Fuel Subsidy: Labour institute’s D-G tasks FG, Labour on dialogue

Issa Aremu, the Director General of the Michael Imoudu National Institute for Labour Studies (MINILS), has called for continuous dialogue between organised labour and the Federal Government on the current petroleum subsidy impasse.

Speaking to journalists in Ilorin, the Kwara State capital, on Sunday, he said it has become important for dialogue to exist between labour, government, and other relevant stakeholders on this issue of deregulation.

He expressed a strong belief that through the exchange of facts, compromises, and negotiations, both parties would find a common ground for the inevitable reform of the petroleum downstream sector.

He noted that the sector unions, including PENGASSAN and NUPENG, have been pushing for this common ground for years.

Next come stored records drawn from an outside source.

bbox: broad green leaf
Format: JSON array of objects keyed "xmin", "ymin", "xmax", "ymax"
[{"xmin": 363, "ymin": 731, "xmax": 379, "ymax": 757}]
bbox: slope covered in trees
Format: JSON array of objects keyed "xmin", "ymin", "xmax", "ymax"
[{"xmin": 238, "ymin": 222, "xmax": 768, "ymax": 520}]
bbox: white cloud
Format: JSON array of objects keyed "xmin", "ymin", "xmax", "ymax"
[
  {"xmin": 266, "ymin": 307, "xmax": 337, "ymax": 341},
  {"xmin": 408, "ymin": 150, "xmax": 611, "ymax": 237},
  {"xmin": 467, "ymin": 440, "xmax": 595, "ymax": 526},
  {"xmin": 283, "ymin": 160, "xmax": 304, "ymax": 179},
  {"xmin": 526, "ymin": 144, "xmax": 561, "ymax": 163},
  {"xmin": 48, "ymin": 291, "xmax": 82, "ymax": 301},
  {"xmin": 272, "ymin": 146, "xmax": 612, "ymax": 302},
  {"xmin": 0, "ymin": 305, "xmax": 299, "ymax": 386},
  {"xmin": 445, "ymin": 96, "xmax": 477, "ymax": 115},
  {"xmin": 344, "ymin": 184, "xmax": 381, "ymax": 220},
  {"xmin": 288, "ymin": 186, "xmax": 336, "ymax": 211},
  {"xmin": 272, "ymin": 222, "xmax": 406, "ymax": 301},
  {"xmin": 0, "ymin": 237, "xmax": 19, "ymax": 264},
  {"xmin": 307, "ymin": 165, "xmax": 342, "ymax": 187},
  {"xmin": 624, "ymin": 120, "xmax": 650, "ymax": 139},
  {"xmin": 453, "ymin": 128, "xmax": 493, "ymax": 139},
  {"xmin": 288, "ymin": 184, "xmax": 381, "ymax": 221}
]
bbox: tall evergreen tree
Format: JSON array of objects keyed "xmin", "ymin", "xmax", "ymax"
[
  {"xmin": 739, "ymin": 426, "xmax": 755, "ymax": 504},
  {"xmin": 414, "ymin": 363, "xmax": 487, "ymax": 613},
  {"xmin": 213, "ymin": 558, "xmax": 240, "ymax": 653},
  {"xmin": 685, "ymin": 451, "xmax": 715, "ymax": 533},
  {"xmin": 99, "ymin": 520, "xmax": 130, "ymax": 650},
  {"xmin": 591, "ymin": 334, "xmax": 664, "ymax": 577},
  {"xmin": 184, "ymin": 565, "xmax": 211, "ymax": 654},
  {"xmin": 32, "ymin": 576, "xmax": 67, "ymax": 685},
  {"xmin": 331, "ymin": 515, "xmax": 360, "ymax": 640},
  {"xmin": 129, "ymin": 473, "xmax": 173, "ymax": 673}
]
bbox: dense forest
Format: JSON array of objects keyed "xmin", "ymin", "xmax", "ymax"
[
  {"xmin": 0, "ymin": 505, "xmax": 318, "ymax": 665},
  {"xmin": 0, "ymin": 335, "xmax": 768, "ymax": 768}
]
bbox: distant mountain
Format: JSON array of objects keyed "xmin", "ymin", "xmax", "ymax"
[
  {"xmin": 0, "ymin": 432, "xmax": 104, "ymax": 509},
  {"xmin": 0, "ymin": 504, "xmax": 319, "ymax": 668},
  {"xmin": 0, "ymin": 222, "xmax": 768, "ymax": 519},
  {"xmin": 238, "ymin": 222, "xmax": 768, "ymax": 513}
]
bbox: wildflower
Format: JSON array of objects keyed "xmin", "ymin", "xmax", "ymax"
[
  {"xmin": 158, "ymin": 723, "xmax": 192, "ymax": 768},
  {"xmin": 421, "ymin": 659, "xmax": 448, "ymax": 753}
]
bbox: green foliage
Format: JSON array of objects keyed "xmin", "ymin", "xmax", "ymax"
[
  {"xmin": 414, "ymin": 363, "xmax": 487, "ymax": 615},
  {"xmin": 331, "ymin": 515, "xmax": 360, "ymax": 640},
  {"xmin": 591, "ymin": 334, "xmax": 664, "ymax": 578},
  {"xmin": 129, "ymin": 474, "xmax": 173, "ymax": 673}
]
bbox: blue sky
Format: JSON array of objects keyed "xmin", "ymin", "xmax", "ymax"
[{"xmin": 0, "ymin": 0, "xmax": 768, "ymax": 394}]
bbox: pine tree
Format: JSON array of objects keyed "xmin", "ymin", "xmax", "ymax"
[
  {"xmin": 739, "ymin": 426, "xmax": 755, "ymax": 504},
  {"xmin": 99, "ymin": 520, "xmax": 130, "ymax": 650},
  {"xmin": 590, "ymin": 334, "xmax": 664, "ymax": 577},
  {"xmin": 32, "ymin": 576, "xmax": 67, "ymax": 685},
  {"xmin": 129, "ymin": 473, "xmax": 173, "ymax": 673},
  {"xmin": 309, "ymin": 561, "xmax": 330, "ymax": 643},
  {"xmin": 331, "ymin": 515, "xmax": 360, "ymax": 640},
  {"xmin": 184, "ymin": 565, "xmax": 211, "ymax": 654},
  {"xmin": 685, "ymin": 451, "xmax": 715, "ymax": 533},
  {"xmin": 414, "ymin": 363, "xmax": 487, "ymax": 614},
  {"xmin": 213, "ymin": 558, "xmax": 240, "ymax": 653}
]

Mastercard foundation, group plan $45m for vaccine production

Mastercard Foundation and the Institute Pasteur de Dakar have agreed to invest $45 million towards achieving vaccine manufacturing autonomy in Africa.

This was disclosed in a statement signed by both organisations, named “Manufacturing in Africa for Disease Immunisation and Building Autonomy,” aimed at building competence and capacity and establishing a world-class workforce that will support vaccine manufacturing on the continent.

Dr. Jean Kaseya, the Director-General of the Africa CDC, said that “between 9,000 and 14,000 full-time employees will be needed across vaccine manufacturing and research roles across Africa by 2040.”

Both organisations said the training will enable them to equip talented young people, particularly young women, with specialised skills in vaccine research, manufacturing, production, and distribution.

Oil jumps 2% on Saudi plan to cut more output from July

Oil prices spiked by more than $1 or 2 percent on brands of crude on Monday after the biggest exporter, Saudi Arabia, promised to cut production by another 1 million barrels per day starting in July.

This cut is expected to bring the country’s total production to around 9 million barrels per day as of next month.

As a result of this announcement, Brent crude futures traded at $77.64 a barrel, up $1.51, or 2 percent, at 0014 GMT after earlier hitting a session high of $78.73 a barrel.

U.S. West Texas Intermediate crude climbed $1.41, or 2 percent, to $73.15 a barrel after touching an intraday high of $75.06 a barrel.

The gains came after the Saudi energy ministry said on Sunday its output would drop to 9 million barrels per day (bpd) in July from around 10 million bpd in May, the kingdom’s biggest reduction in years.